When possible visit one or more of the company’s locations. Are stores clean, well-lit, and appealing? Are they busy? Do the same with the company’s e-commerce site. Is it well-designed and user-friendly? What is the tone of promotions? Are stores encouraging customers to enjoy products with an excellent value proposition, or are they begging customers to stop by for a massive price reductions?
Check out gross margin trends, both sequentially and year-over-year. A decline in either can mean trouble down the road. Look at sales per square foot to ensure business leaders are marking the most of their space. The higher this number is, the better for you.
Look at trends related to inventory and receivables. Both should be increasing at roughly the same rate as revenues. A mismatch can indicate a lot of inventory going unsold, or customers aren’t paying their bill on-time – or at all. Either of these issues points to a potential for decline in future revenue.
Is Costco Stock Worth Buying?
Price Club launched in 1976 as an exclusive savings destination for small businesses. The first Costco opened in 1983. The two merged in 1993 to form a network of more than 200 locations. Many consider this organization to be the original warehouse club, and it has enjoyed decades of success.
Costco (NASDAQ: COST) makes its employees a priority, offering some of the highest hourly rates and best benefits in the industry.
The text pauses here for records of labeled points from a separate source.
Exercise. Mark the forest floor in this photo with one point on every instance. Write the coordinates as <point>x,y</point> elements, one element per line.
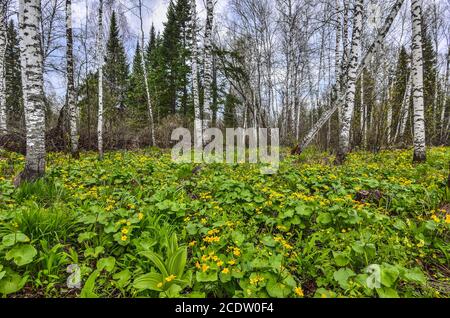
<point>137,224</point>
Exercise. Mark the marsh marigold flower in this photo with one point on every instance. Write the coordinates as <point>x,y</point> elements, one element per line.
<point>299,291</point>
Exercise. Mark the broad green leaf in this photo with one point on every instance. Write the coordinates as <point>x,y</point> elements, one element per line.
<point>157,261</point>
<point>389,275</point>
<point>12,283</point>
<point>21,254</point>
<point>342,276</point>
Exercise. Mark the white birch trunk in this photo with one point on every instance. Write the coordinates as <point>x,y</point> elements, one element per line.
<point>417,82</point>
<point>147,88</point>
<point>71,98</point>
<point>198,123</point>
<point>208,61</point>
<point>100,59</point>
<point>3,43</point>
<point>347,111</point>
<point>405,109</point>
<point>31,64</point>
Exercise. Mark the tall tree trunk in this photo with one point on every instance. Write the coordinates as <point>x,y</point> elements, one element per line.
<point>347,111</point>
<point>33,93</point>
<point>417,82</point>
<point>208,63</point>
<point>198,124</point>
<point>71,99</point>
<point>3,43</point>
<point>144,69</point>
<point>365,61</point>
<point>100,59</point>
<point>405,109</point>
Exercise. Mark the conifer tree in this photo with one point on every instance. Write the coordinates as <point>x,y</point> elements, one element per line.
<point>14,99</point>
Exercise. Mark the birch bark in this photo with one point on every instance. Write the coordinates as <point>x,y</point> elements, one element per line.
<point>417,82</point>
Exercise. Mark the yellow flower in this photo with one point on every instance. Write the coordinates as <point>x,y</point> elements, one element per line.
<point>299,291</point>
<point>170,278</point>
<point>205,267</point>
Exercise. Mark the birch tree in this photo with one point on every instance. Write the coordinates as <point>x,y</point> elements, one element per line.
<point>347,111</point>
<point>71,98</point>
<point>33,94</point>
<point>3,43</point>
<point>100,59</point>
<point>417,82</point>
<point>208,61</point>
<point>198,126</point>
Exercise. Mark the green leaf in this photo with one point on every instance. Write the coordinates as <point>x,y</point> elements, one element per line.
<point>210,276</point>
<point>277,289</point>
<point>14,238</point>
<point>122,278</point>
<point>148,281</point>
<point>268,240</point>
<point>177,262</point>
<point>21,254</point>
<point>415,275</point>
<point>94,252</point>
<point>86,236</point>
<point>88,289</point>
<point>157,261</point>
<point>303,210</point>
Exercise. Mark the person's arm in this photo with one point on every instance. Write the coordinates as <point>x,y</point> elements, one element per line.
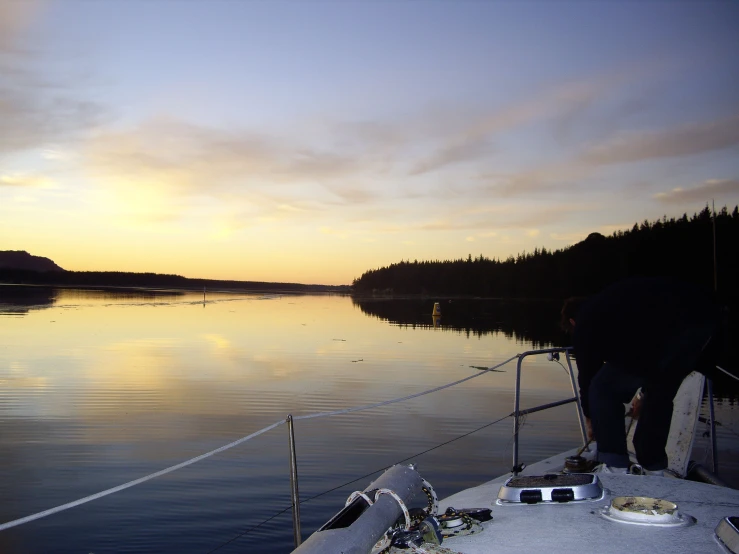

Investors who make decisions based on social and community responsibility often choose Costco for its commitment to excellent working conditions.
By the numbers, this company appears on its way up, and analysts are taking notice.
Costco is outperforming the market, and a range of respected financial experts believe that Costco is currently in a bullish position.
Earnings per share for third quarter are expected to be $1.60, which is an increase over earnings of $1.36 per share in the same quarter last year.
Income investors are generally pleased with the reliability of dividend payments.
Costco’s biggest challenge, according to its leaders, is the obstacles that impede plans for expansion. It is difficult to secure appropriate real estate for new locations, and the company has indicated that enrolling members in new markets is not always easy. However, despite these obstacles, the company has continued to enlarge its footprint. Today, there are 766 locations, which includes 235 outside the United States.
Is Walmart Stock a Buy or a Sell?
Though Walmart (NYSE: WMT) essentially founded the big box style retail store, its model is currently in a state of flux.
For many years, the company’s strategy was to saturate the market, undersell the competition, and create an army of loyal consumers. This strategy was extremely successful for a long time, as evidenced by revenues and the earnings realized by investors. In fact, stock prices doubled between October 2015 and October 2017.
Walmart suddenly hit a wall as 2018 approached.
One of the biggest issues facing the company is creating demand for its e-commerce business. Of course, in true Walmart style, business leaders are facing this challenge head-on. The company has invested a fortune in its existing platform, and it has acquired disruptive technology startups like Jet.com and Flipkart.
Groceries make up more than 50 percent of Walmart’s total revenue, and the business is looking to capitalize on a combination of essential products and e-commerce. More than 2,000 grocery pickup stations are now in operation, and consumers couldn’t be happier.
Wrap Up: Costco vs. Walmart Stock
These two massive organizations are intensely focused on maintaining their positions of leadership. Walmart has demonstrated – and continues to demonstrate – its ability to adapt in an ever-changing marketplace. Meanwhile, Costco continues to outperform Walmart in sales and profit growth.
Many analysts have said that either is a solid choice, depending on your investment goals. Consider social responsibility, valuation, and ability to meet the demands of a changing marketplace as you make your decision.